= Windhexe =

Apparatus used in waste reduction and food processing

Windhexe (German, literally: "wind witch") is a grinding and dehydrating apparatus operated with compressed air typically used in waste reduction and food processing. The Windhexe was unveiled in 2002 and operates via compressed air injected into a conical chamber which tumbles material at high speeds causing simultaneous dehydration and disintegration. The limited application of the Windhexe is in waste reduction and in animal processing with more proposed uses being explored commercially.

== History ==
Around 1989, following his retirement, Kansas farmer Frank Polifka began work on what would become the Windhexe.

In 2002, following 13 years of work, Polifka unveiled the Windhexe to a small group of the local press.

On , Polifka died of natural causes in Catherine, Kansas.

As of 2013, the commercial use of the Windhexe machine was controlled by Vortex Dehydration Technology LLC, a company co-founded by Polifka. The company licensed and maintained Windhexe machines for industrial and commercial use for a per-tonne fee.

The company currently employs 12 and has an annual revenue that exceeds US$3,000,000.

== Description ==
The Windhexe operates using heated pressurized air. The pressurized air is forced into a conical chamber where it forms a high speed vortex which tumbles material against the inside wall, pulverizing it into a fine powder while simultaneously dehydrating the finished product.

Compressed air is injected at the top through nozzles. Small deflection plates then force that air to flow in a counterclockwise direction, creating a miniature tornado in the funnel-shaped can. Using just a fraction of the energy employed by conventional crushers and dryers, the Windhexe breaks solid material down to roughly micron size, increasing its surface area so that heated air can dehydrate the material quickly. The Windhexe operates without any moving parts and can quickly and loudly disintegrate and dehydrate materials ranging from shoes, rocks, sludge, concrete, and industrial waste into glass, as well as agricultural and animal waste.

== Applications ==
The patent application for the Windhexe mentions possible uses in pasteurization, desalinization of salt water, and kitchen appliances.

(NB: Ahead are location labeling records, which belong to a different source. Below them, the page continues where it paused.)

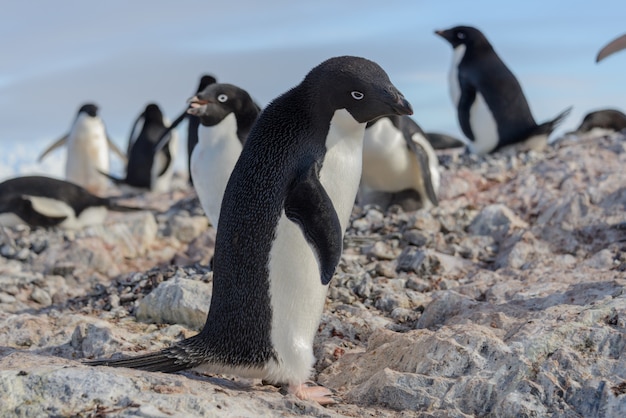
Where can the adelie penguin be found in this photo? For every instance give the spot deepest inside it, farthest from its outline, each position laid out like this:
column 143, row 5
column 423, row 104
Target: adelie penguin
column 491, row 107
column 47, row 202
column 150, row 167
column 612, row 47
column 87, row 150
column 193, row 122
column 399, row 165
column 226, row 114
column 279, row 238
column 601, row 122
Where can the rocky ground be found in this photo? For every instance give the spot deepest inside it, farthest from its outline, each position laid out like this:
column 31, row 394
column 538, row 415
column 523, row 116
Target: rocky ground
column 506, row 300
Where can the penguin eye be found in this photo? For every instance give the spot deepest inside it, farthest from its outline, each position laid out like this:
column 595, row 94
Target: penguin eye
column 357, row 95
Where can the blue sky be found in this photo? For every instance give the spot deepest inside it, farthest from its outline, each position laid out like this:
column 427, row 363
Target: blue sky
column 125, row 54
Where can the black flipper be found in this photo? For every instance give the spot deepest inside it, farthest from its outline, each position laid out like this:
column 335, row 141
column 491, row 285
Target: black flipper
column 308, row 205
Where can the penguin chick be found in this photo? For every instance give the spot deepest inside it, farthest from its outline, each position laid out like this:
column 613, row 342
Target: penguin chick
column 286, row 206
column 491, row 107
column 48, row 202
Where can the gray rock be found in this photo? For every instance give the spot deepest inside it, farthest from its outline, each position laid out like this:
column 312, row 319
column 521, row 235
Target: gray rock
column 177, row 301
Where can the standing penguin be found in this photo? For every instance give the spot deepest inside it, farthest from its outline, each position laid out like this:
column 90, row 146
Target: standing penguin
column 612, row 47
column 87, row 150
column 149, row 167
column 397, row 157
column 48, row 202
column 279, row 239
column 226, row 113
column 491, row 106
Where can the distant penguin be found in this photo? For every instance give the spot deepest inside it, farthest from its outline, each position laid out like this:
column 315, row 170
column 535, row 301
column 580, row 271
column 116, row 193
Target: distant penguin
column 441, row 141
column 87, row 150
column 286, row 207
column 148, row 167
column 397, row 157
column 600, row 123
column 48, row 202
column 612, row 47
column 226, row 113
column 491, row 107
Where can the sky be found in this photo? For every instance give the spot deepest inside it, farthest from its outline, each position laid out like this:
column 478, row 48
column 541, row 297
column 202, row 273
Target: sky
column 122, row 55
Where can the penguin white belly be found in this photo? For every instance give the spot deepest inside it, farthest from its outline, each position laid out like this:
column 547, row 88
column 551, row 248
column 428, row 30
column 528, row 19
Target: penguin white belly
column 163, row 182
column 54, row 208
column 387, row 162
column 453, row 75
column 87, row 152
column 296, row 289
column 483, row 126
column 212, row 162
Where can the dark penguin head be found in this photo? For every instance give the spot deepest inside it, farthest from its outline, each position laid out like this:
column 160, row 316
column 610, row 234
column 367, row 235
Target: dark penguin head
column 612, row 47
column 90, row 109
column 217, row 101
column 356, row 84
column 471, row 37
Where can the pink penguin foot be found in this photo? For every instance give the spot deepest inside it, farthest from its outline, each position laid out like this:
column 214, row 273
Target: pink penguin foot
column 318, row 394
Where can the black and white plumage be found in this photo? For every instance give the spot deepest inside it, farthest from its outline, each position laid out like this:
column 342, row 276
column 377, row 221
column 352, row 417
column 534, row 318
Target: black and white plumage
column 491, row 107
column 612, row 47
column 47, row 202
column 601, row 122
column 226, row 114
column 88, row 148
column 150, row 165
column 279, row 239
column 397, row 158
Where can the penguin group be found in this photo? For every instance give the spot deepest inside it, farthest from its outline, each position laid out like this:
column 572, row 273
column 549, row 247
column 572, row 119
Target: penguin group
column 279, row 184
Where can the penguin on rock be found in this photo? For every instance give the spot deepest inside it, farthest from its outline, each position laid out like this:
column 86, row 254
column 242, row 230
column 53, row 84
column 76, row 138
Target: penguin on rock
column 491, row 107
column 287, row 204
column 88, row 146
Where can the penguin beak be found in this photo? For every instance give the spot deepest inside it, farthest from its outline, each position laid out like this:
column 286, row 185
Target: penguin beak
column 196, row 104
column 611, row 48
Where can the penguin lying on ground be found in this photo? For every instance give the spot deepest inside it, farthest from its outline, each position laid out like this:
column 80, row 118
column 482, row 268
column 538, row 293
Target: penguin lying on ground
column 600, row 123
column 491, row 107
column 47, row 202
column 612, row 47
column 399, row 165
column 149, row 168
column 87, row 150
column 279, row 239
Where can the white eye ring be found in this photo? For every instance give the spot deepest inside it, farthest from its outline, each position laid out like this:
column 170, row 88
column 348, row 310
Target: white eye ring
column 357, row 95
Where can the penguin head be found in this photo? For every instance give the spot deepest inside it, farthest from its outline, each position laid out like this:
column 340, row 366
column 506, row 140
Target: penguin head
column 152, row 113
column 464, row 35
column 205, row 80
column 358, row 85
column 89, row 109
column 216, row 102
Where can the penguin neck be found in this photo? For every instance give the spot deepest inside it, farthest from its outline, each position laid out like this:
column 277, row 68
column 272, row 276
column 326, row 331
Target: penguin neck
column 222, row 132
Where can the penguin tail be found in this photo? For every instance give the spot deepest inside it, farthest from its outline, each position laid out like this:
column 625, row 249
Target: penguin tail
column 114, row 179
column 551, row 125
column 169, row 360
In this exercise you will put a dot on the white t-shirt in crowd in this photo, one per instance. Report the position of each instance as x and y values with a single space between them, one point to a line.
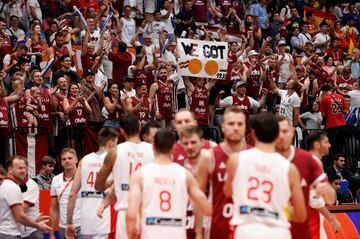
355 98
288 103
168 25
313 120
60 188
10 195
284 72
128 30
31 197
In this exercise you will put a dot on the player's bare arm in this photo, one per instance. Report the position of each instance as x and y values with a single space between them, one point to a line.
232 165
297 197
136 182
70 229
100 183
197 196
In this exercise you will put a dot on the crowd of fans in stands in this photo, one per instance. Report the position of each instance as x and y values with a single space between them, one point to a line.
280 59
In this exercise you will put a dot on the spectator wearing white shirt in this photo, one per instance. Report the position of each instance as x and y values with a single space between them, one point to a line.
60 191
167 16
290 101
322 39
11 201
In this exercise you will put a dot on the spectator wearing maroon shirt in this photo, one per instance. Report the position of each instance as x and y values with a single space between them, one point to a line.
121 61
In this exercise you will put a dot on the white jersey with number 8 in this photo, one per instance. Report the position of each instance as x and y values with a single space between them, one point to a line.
261 190
164 201
90 198
130 157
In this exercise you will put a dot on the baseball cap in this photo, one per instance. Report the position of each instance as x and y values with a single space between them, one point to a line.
252 53
282 43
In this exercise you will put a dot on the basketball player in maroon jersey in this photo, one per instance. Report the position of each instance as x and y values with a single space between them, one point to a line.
185 118
47 105
312 176
199 97
213 170
161 93
141 105
192 141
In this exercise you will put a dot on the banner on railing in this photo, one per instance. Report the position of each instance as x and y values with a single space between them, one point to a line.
203 58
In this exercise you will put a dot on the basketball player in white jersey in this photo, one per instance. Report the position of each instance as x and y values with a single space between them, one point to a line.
161 190
123 161
261 183
84 181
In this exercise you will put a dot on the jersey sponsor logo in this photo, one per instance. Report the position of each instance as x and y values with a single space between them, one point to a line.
124 187
91 194
161 221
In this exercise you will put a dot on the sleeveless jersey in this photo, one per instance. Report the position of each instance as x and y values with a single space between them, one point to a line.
144 111
77 115
4 113
222 205
244 105
261 190
118 113
200 105
179 152
90 198
344 84
44 118
130 157
253 82
164 102
164 201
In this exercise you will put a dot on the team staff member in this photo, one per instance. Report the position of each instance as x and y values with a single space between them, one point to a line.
261 183
11 202
60 192
161 190
84 181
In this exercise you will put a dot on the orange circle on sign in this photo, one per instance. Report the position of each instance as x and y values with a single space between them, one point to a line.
195 66
211 67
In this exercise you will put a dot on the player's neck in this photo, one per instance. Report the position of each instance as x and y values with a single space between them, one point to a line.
133 139
233 147
69 173
265 147
317 154
163 158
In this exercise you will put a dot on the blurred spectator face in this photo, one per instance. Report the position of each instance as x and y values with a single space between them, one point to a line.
340 162
336 184
62 83
162 75
14 21
67 62
68 161
127 12
188 5
74 90
315 107
293 12
320 61
59 40
48 169
325 145
2 27
183 119
37 78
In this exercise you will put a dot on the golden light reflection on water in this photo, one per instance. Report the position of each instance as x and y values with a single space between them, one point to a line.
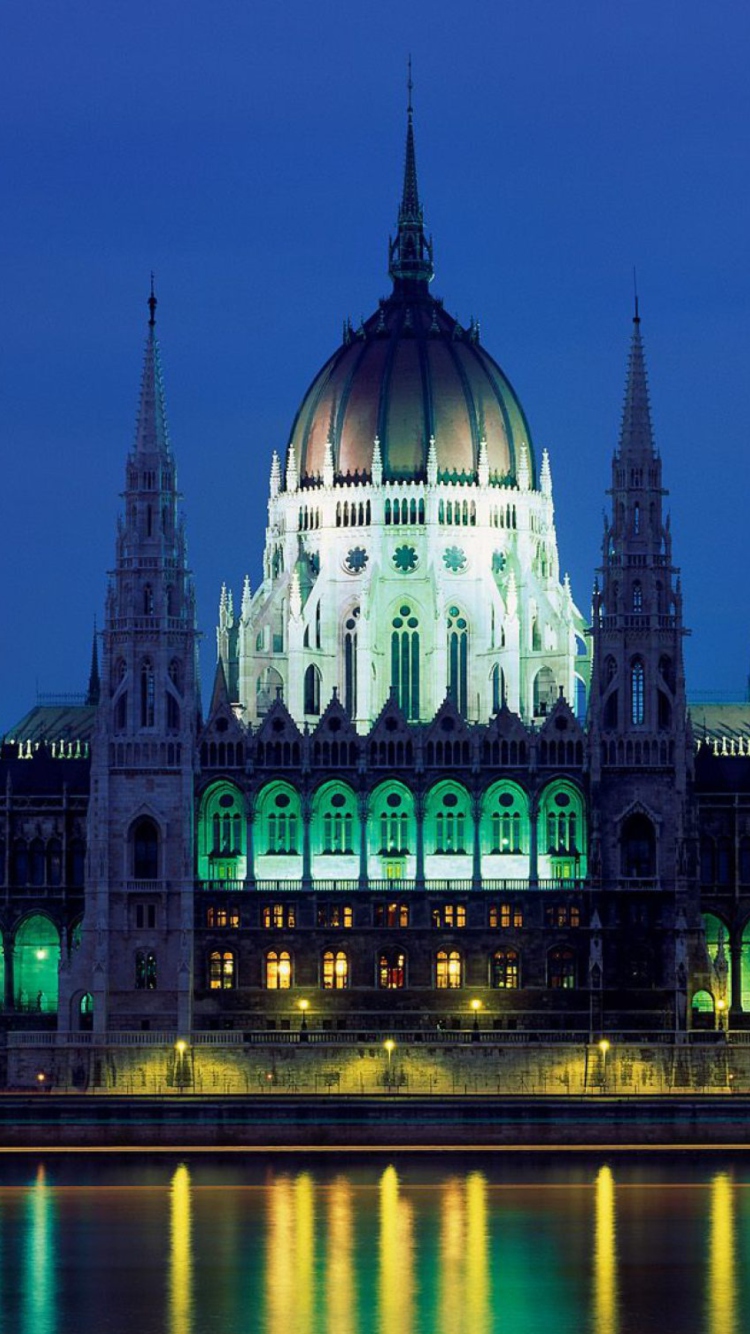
395 1281
180 1253
465 1271
340 1289
290 1255
477 1254
605 1255
722 1279
39 1301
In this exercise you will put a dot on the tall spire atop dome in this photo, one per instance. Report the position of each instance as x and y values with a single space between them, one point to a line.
637 435
151 430
410 255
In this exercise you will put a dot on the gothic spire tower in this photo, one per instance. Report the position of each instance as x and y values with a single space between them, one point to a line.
139 877
639 731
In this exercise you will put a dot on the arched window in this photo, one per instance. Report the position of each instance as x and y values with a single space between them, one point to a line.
458 659
122 702
405 660
146 850
637 693
561 969
36 862
351 626
36 962
54 862
447 818
545 691
268 687
449 970
278 970
335 970
312 690
147 694
498 689
391 970
505 821
19 862
146 970
506 970
638 843
334 818
222 970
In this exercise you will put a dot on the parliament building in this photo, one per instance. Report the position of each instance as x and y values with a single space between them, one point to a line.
429 793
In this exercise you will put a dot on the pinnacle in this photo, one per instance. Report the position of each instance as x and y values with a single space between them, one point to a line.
637 434
152 435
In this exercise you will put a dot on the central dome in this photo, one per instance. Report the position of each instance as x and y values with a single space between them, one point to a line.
407 374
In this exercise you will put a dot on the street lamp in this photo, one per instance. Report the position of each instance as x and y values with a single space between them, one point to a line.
389 1045
603 1049
180 1047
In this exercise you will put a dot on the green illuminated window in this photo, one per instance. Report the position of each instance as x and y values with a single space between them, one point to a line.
391 970
146 970
405 660
506 970
222 970
449 970
278 970
335 970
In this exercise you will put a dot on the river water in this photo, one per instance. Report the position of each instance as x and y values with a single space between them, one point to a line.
554 1243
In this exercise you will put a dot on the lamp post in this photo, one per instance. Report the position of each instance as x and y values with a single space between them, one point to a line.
389 1045
721 1014
603 1049
180 1047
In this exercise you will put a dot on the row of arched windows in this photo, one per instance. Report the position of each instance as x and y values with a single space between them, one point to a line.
147 695
39 862
391 973
505 823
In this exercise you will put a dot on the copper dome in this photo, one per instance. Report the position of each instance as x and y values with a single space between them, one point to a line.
407 374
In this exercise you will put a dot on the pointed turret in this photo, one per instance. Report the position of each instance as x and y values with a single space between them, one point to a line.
220 693
151 430
637 436
94 682
410 260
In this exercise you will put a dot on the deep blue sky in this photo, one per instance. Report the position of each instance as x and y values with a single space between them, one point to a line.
251 154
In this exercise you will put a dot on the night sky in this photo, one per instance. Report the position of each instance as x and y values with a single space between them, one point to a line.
251 154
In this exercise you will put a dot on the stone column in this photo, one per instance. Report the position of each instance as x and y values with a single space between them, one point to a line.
306 855
533 842
419 815
250 837
362 805
735 975
477 846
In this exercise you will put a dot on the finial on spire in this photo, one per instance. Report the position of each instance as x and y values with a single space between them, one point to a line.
410 258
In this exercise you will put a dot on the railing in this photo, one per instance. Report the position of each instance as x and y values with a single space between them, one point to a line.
393 886
371 1035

The Windhexe has yet to be used on a large scale industrially but it has been used in a limited capacity in an array of applications. Windhexe is currently being used to process collagen powder from eggshells, creating a plentiful supply of the expensive protein that is used in cosmetics and medical procedures such as skin grafts. The Windhexe is also being used to dry lignite coal in Australia, a process by which impurities are removed from the coal pre-burn producing a cleaner burning fuel.

=== Waste reduction ===
One of the main uses of the Windhexe is in solid waste reduction. The Windhexe processes materials to take up as little as 1/10th of the original volume. The Windhexe is currently being used for this purpose in several large industrial plants throughout the west coast. This process can be done without the use of heat in the compressed air because waste reduction does not typically need the dehydration feature of the Windhexe.

=== Animal processing ===
Animal processing was one of the first proposed uses of the Windhexe. The machine can take the remains from meat processing plants, trimmed waste and animal parts that are typically thrown away, and produce what Vortex Dehydration Technology calls highly nutritional "edible systems", such as bouillon, powdered extracts and flavorings, and dried soups. This differs from the current process, which only uses non waste animal products to create edible systems, since it allows parts now classified as waste to be used commercially.